Your first paragraph ...The art of choosing just the right chord progressions is an often overlooked aspect of writing a song, particularly for beginners. So much of the focus is placed on the words and melody that the chords are just kind of left behind.
The melody and lyrics may well be the most important aspects of a song, but that doesn't mean the writing of the chords should be given any less attention.
If you are content with just playing the same four chords throughout, your song will most likely turn out sounding rather lifeless and unimaginative.
There are, of course, exceptions to this. U2's “With or Without You” springs to mind. But U2 are a great band. They've learned the art of playing with exceptional dynamics, so they can play those same four chords and make the song sound fantastic!
I believe the melody and lyrics should be given priority over the accompaniment, but an interesting chord progression will serve as an important structural support for your melody.
The key to making a simple, repeating melody interesting is to incorporate a changing chord or bass progression beneath it.
You can have three or four lines of the exact same melody, but by trying out a few different chord progressions, you will make that same repetitive melody suddenly sound exciting. You can even change keys. Using relative keys is an easy way to do this.
Say you've written your song in the key of A major. Try playing the verse in the relative minor which is F# minor, then going back to A major for the chorus. Now your song has taken on a whole new dimension!
Or write your chorus in a completely different key than your verse. If you've written your verse in the key of A major, try modulating to B major for the chorus. The result will be exciting and triumphant-sounding!
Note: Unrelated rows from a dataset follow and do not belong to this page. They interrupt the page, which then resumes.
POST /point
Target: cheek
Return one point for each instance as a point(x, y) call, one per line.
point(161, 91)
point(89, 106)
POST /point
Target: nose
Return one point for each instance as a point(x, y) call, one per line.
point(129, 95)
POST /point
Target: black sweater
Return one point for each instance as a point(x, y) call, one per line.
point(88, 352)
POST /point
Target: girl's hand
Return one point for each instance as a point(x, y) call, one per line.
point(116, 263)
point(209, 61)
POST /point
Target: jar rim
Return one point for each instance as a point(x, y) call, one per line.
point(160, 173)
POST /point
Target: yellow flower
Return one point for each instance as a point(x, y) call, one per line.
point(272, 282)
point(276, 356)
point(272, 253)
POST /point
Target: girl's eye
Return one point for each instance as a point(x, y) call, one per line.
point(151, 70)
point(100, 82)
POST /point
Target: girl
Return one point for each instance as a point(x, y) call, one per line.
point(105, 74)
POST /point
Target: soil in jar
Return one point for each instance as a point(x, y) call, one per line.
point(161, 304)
Want to be a bit more ambitious? Try this:
In this example of a verse progression I'm playing the chords Am, F, G, Dm. It doesn't matter about rhythm or tempo, but let's just say 4/4 with 4 beats per chord.
Play this chord pattern twice, which will be the first half of the verse. For the second half modulate the entire pattern up a step and a half. Now the chords are Cm, A♭, A♯, Fm. Modulate the melody along with the new key and listen to your song explode with life!
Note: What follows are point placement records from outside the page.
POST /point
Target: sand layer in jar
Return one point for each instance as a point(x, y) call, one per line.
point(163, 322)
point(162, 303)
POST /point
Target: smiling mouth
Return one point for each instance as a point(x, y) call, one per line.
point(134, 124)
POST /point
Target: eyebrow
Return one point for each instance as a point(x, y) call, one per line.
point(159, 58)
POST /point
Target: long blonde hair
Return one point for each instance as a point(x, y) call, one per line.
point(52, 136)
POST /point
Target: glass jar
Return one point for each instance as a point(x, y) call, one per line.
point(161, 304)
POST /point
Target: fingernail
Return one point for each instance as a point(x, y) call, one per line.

Now all you have to do is find a way to get yourself back to the original key of Am for the chorus (unless you want the chorus to be in a different key altogether). Spend a little time here and there studying music theory and you won't have any problems with this!
You would do well to learn some music theory, as it will give you the ability to write with added depth and imagination.
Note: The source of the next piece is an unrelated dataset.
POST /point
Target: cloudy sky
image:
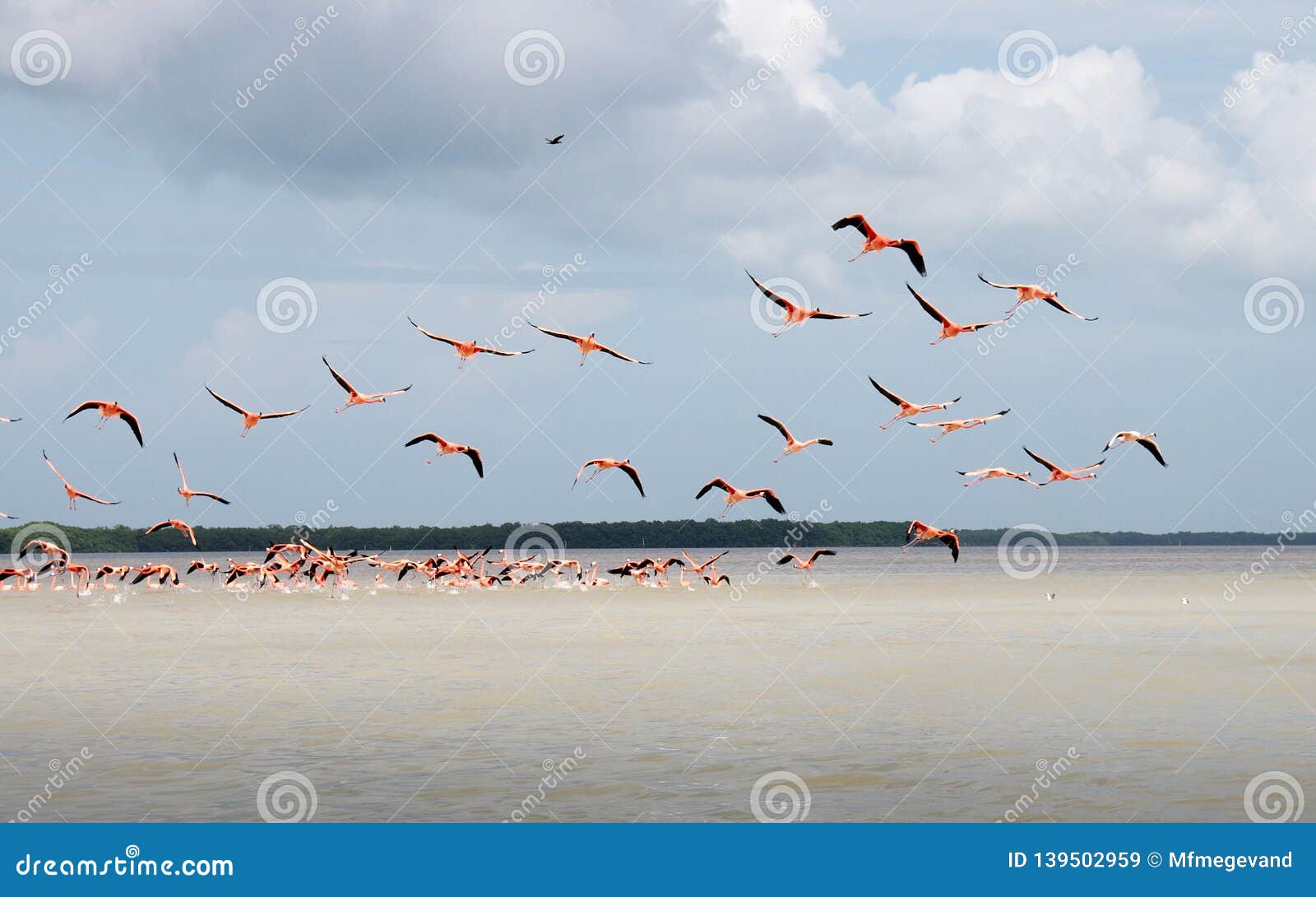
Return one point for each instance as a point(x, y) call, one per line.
point(375, 161)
If you play an instrument you've already delved into a bit of theory, even if you don't know some of the terminology.
Delve a little deeper. Teach yourself to play familiar tunes in unfamiliar keys. Learn stuff like the Circle of Fifths.
Make a point of learning a few new chords each week or so and writing a chord progression around them. You may think you'll never use a minor sixth chord in your punk-pop composition, but there is a time and place for everything.
Even if you don't ever use that chord, you will gain a little more understanding of music theory just by learning to play it and what other chords might go nicely with it. With each new bit of knowledge you acquire, you will become a more well-rounded musician.
The more well-rounded you become as a musician, the more tools you will have at your disposal that will help you to become a better songwriter.